The basic format of the Ola assembly language is as follows:

```plaintext
{symbol} {instruction | directive | pseudo-instruction} {; | // comment}
```

* **Symbol** indicates a symbol, which must start at the beginning of the line.
* **Instruction** indicates an instruction, it is usually preceded by two spaces.
* **Directive** indicates a pseudo operation.
* **Pseudo instruction** means a pseudo instruction.
* Directives, pseudo operations, and pseudo instruction helpers are all case-sensitive, but cannot be mixed.

### Assembly Instructions

For simplicity, pseudo operations and pseudo instructions like `.global` are not considered for now. Function entries that start with `funcName` and end with `:` are treated as a label. For example, `main:` defines a label for a function named main.

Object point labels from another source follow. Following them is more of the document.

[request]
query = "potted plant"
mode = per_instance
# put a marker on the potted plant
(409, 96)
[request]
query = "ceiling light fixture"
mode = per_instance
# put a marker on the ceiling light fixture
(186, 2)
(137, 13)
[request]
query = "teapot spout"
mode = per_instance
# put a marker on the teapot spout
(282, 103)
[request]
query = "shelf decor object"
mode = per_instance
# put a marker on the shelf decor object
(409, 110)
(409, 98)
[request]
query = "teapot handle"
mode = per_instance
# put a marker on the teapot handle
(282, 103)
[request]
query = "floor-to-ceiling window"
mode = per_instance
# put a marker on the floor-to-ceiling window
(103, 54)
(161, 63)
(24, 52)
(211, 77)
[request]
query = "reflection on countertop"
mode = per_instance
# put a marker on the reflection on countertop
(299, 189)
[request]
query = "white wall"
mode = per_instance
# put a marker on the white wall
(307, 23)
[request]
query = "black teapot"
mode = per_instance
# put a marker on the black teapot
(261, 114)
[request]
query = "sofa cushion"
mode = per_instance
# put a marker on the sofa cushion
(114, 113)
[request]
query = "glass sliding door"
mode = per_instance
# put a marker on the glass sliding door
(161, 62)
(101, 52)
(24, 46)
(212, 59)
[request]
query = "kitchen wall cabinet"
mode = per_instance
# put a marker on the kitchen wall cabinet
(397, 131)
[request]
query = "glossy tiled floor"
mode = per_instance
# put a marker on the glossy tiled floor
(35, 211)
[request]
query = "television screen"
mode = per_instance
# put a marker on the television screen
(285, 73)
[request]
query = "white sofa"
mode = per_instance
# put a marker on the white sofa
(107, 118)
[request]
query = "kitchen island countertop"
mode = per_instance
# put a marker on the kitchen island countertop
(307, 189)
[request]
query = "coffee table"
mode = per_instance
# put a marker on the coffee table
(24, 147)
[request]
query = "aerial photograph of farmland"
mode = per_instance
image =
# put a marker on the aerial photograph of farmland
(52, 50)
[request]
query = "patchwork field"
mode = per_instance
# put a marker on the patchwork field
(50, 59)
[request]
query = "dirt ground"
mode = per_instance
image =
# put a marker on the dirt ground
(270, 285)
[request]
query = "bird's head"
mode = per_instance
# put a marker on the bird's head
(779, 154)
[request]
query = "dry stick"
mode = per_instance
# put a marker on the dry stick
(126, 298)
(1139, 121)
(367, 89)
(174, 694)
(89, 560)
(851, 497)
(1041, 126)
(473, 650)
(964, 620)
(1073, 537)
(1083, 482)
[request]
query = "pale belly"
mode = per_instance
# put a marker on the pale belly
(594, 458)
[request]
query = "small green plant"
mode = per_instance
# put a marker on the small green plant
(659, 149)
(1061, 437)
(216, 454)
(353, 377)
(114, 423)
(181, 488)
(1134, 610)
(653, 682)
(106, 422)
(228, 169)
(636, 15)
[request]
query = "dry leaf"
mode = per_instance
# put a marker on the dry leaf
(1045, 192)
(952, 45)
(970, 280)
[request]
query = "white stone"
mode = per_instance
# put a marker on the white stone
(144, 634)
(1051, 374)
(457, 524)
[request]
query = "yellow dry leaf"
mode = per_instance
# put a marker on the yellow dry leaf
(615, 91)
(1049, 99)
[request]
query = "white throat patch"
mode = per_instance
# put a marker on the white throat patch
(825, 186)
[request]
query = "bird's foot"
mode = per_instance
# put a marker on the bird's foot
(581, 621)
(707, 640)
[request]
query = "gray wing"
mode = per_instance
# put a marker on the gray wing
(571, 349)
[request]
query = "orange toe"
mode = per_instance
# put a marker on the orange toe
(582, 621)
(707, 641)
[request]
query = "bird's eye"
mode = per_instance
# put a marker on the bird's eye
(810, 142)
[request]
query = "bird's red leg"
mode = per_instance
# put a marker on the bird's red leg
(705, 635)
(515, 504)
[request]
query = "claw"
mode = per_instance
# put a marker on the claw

**Note:** The symbols that usually start with `.` indicate pseudo directives or pseudo operations, such as different segments. Symbols ending with `:` indicate labels, such as function names and basic block numbers.

### Instruction Format

The format of the internal assembly instruction is in the form of a three-address code:

```plaintext
<opcode> <Rd> <Rn> <shifter_operand>
```

* `Opcode` indicates the instruction helper, usually the instruction helper defined by OlaVM.
* `Rd` indicates the instruction operation destination register, which is usually the register defined by OlaVM.
* `Rn` indicates the first source operand of the instruction, usually a register defined by OlaVM.
* `shifter_operand` indicates the instruction data processing operand, usually an immediate or register defined by OlaVM.

### Memory Layout

After the program is loaded, `pc` points to the zero address and the function stack frame is switched according to the hierarchy of function calls, and the memory address stack grows from a low address to a high address. When prophets are present in the program, an indexed addressing register is required to interact with the prophet memory.